In [2]:
import torch
from torch import nn
from d2l import torch as d2l

In [3]:
batch_size, num_steps = 32, 35
train_iter, vocab= d2l.load_data_time_machine(batch_size, num_steps)

### 初始化模型参数

In [4]:
def get_params(vocab_size: int, num_hiddens: int, device: any):
    num_inputs = num_outputs = vocab_size # 输入和输出都是词元，词元又表示成下标张量，即都为 vocab_size

    def normal(shape):
        return torch.randn(size=shape, device=device) * 0.01
    
    def three():
        return (
            normal((num_inputs, num_hiddens)),
            normal((num_hiddens, num_hiddens)),
            torch.zeros(num_hiddens, device=device)
        )
    
    W_xz, W_hz, b_z = three() # 更新门
    W_xr, W_hr, b_r = three() # 重置门
    W_xh, W_hh, b_h = three() # 隐状态

    W_hq = normal((num_hiddens, num_outputs)) # 输出层
    b_q = torch.zeros(num_outputs, device=device)

    params = [W_xz, W_hz, b_z, W_xr, W_hr, b_r, W_xh, W_hh, b_h, W_hq, b_q]

    # 附加梯度
    for param in params:
        param.requires_grad_(True)
    return params

### 初始隐状态

In [5]:
def init_gru_state(batch_size, num_hiddens, device):
    return (torch.zeros((batch_size, num_hiddens), device=device), )

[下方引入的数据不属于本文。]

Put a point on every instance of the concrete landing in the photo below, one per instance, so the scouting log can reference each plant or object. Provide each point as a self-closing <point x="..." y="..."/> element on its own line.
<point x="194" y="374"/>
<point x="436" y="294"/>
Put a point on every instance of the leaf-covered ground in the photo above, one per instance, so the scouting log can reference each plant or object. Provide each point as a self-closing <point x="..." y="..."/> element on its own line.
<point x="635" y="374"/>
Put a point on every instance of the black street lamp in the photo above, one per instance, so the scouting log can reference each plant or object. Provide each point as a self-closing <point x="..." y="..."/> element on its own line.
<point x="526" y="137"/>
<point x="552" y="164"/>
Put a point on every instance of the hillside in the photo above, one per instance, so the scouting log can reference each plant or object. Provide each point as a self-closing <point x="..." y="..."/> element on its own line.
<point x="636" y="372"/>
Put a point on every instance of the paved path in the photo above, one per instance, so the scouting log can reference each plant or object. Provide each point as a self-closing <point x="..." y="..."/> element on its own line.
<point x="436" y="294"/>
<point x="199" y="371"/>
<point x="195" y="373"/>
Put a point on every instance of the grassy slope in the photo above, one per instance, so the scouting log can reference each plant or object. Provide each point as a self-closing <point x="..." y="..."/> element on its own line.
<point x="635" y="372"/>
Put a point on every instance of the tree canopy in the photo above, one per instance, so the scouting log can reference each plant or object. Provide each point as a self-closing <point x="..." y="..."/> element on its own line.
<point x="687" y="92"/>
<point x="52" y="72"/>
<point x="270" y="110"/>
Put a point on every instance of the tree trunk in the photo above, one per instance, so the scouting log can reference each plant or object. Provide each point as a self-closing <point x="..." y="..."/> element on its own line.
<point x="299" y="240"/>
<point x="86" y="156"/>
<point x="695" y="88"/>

### 定义 forward 函数，和 rnn 相似，只是公式更多

- $R_t = \sigma(X_tW_{xr} + H_{t-1}W_{hr} + b_r)$
- $Z_t = \sigma(X_tW_{xz} + H_{t-1}W_{hz} + b_z)$
- $\tilde{H}_t = \text{tanh} (X_tW{xh} + (R_t \odot H_{t-1})W_{hh} + b_h)  $
- $H_t = Z_t \odot H_{t-1} + (1 - Z_t) \odot \tilde {H}_t$


In [6]:
def gru(inputs, state, params):
    W_xz, W_hz, b_z, W_xr, W_hr, b_r, W_xh, W_hh, b_h, W_hq, b_q = params
    H, = state
    outputs = []
    for X in inputs:
        Z = torch.sigmoid((X @ W_xz) + (H @ W_hz) + b_z)
        R = torch.sigmoid((X @ W_xr) + (H @ W_hr) + b_r)
        H_tilda = torch.tanh((X @ W_xh) + ((R * H) @ W_hh) + b_h)
        H = Z * H + (1 - Z) * H_tilda
        Y = H @ W_hq + b_q
        outputs.append(Y)
    return torch.cat(outputs, dim=0), (H,)

In [None]:
vocab_size, num_hiddens, device = len(vocab), 256, d2l.try_gpu()
num_epochs, lr = 500, 1
model = d2l.RNNModelScratch(len(vocab), num_hiddens, device, get_params,
                            init_gru_state, gru)
d2l.train_ch8(model, train_iter, vocab, lr, num_epochs, device)

### 简洁实现

In [None]:
num_inputs = vocab_size
gru_layer = nn.GRU(num_inputs, num_hiddens)
model = d2l.RNNModel(gru_layer, len(vocab))
model = model.to(device)
d2l.train_ch8(model, train_iter, vocab, lr, num_epochs, device)

### 总结
- GRU 的实现，实际上就是把 forward 函数改成 GRU 的，就是改公式
- 然后修改 GRU 的 Module，其他正常